少なくともノーマルの排気系だとプアな音なので、マフラー交換は必須。
・・・というか、最近の軽ターボ、どれもこれも、本当に排気管径、細いなあ・・・。
エンジンのレスポンスが良いだけに、AMT(あるいは「ロボタイズドMT」「セミオートマ」)の
「AGS」に対する慣れが必要。
すぐにエンジン回転数がレッドゾーンに到達するので、きちんとタイミングを合わせてAGSをシフトアップしないといけないのだが、
操作に慣れずにもたもたしていると、自動ではシフトアップしてくれず、レブリミット部で回転数が頭打ちした状態でホールドされる。
「自動でシフトアップされない」のは「余計なことされない」ので好ましいと思えるし、
レブってブローせずに頭打ちしてくれる・・・そして、燃料カット的なフェールセーフで急にガツンとロックしたりしないのは、「賢い」と思うし、好ましいと思う。
(個人的には「燃料カット」という制御は、いきなりガツンとロックしたような状態になるので、危ないと思うし、エンジンにも優しくないと思うので、アルトのコレは本当に好ましい)
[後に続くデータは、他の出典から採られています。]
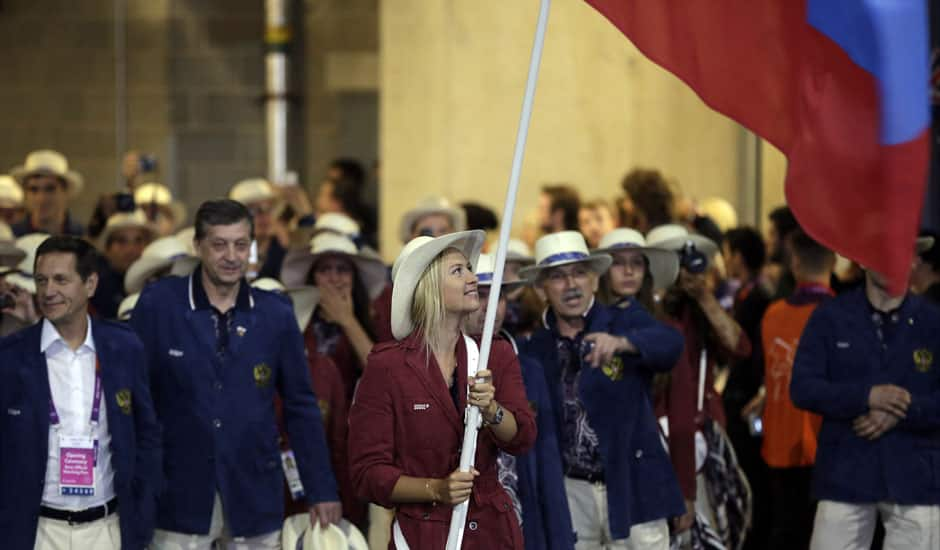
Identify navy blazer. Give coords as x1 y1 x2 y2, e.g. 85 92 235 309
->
790 288 940 505
131 270 339 537
0 319 161 550
516 348 575 550
520 303 685 539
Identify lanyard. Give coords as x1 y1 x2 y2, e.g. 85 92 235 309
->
49 355 101 427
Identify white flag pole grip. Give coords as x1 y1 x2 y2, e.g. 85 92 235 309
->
447 0 551 550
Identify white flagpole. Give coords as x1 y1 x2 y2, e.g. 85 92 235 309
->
447 0 551 550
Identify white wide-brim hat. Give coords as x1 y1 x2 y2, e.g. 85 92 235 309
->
124 235 199 294
594 227 679 288
10 149 85 197
398 197 467 243
281 231 388 300
473 254 529 293
118 292 140 321
646 223 718 265
98 209 157 250
3 233 49 295
251 277 320 332
519 231 613 281
281 514 349 550
392 230 486 340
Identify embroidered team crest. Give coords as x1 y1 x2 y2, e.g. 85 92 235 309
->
601 355 623 382
114 388 132 415
254 363 271 388
914 348 933 372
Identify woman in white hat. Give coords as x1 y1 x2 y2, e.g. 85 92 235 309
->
349 231 535 550
281 232 388 399
596 228 679 313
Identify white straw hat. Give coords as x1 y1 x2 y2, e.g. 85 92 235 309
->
124 235 199 294
281 231 388 300
4 233 49 294
398 197 467 242
392 230 486 340
0 175 23 208
10 149 85 197
519 231 612 280
228 178 277 205
251 277 320 332
595 227 679 288
646 223 718 264
474 254 528 293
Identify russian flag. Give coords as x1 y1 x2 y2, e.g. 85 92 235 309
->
587 0 930 291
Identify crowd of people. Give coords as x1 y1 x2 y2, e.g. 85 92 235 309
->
0 150 940 550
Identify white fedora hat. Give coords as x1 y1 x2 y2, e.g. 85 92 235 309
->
118 292 140 321
646 223 718 264
474 254 529 293
134 181 186 227
98 209 156 250
392 230 486 340
10 149 85 197
506 239 535 265
251 277 320 332
594 227 679 288
398 197 467 242
4 233 49 294
0 222 26 268
281 231 388 300
228 178 277 205
0 175 23 208
124 236 199 294
519 231 612 280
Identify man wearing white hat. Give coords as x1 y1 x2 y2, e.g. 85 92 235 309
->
464 254 574 550
91 210 154 319
0 175 23 225
228 178 287 279
520 231 684 550
10 149 85 237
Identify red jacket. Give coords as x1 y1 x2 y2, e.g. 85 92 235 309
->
349 334 536 550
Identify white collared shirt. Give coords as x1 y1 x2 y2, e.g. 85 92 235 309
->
39 319 114 510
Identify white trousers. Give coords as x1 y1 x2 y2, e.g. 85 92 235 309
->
565 477 669 550
810 500 940 550
34 512 121 550
150 493 281 550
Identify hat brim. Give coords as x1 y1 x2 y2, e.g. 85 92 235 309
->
391 230 486 340
280 250 388 300
398 207 467 243
10 165 85 197
519 253 613 282
594 246 679 289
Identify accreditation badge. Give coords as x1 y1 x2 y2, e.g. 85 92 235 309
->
59 435 97 496
914 348 933 372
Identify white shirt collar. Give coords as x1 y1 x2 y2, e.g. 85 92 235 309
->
39 317 95 353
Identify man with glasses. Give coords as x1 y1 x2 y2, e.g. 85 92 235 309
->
10 150 85 237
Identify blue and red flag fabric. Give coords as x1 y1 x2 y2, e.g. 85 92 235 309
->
587 0 930 291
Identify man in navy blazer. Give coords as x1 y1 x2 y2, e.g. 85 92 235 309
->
790 271 940 550
131 200 341 550
520 231 685 550
0 236 161 550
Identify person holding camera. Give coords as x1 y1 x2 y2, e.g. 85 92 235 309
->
646 224 751 541
519 231 685 550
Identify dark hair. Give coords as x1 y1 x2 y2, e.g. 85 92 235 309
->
33 235 101 281
330 157 366 187
787 229 835 275
195 199 255 241
918 231 940 271
620 168 676 229
460 202 499 231
725 227 767 275
542 184 581 231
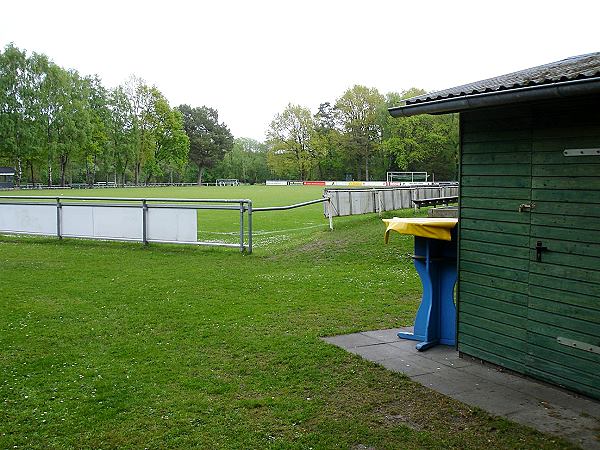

でも、じゃあ、AGS自体の出来が良いか?と言われると微妙な感じ。
初期のセレスピード(アルファ147とか)のようなシフトアップ時の長いトルク切れはナイのだが、やはり
DCT(
VW・AudiのDSG・Sトロニック、
ポルシェのPDK、
三菱のツインクラッチSST、
BMWのM-DCTなどなど。リコールまみれとなった
ホンダのi-DCDはパドルで操作したことがナイので評価対象から外す)
と較べるとシフトチェンジがキレイではナイ。
だからと言って、非DCT・・・つまり、シングルクラッチのAMTが機構としてダメなのか?というと、個人的にはDCTのクラッチのクロスフェード的な使い方による、クラッチ寿命と交換クラッチの価格などを連想してしまい、なんだかなあ・・・と考えてしまうので、シングルクラッチはシングルクラッチでわかって使えばむしろアリなのでは?・・・と昔から思っている。
コスト面から考えても、シングルクラッチのAMTの熟成、普及が進むと良いな、と考えている。
DCTがLuk(
ホンダ・i-DCD)、ゲトラグ(三菱・ツインクラッチSST)など
欧州サプライヤをアテにしないと成り立たない観点からも、
国産のAMT技術が前進すると良いな、と思う(日本はCVT偏重だからAMT/DCTが遅れてる)。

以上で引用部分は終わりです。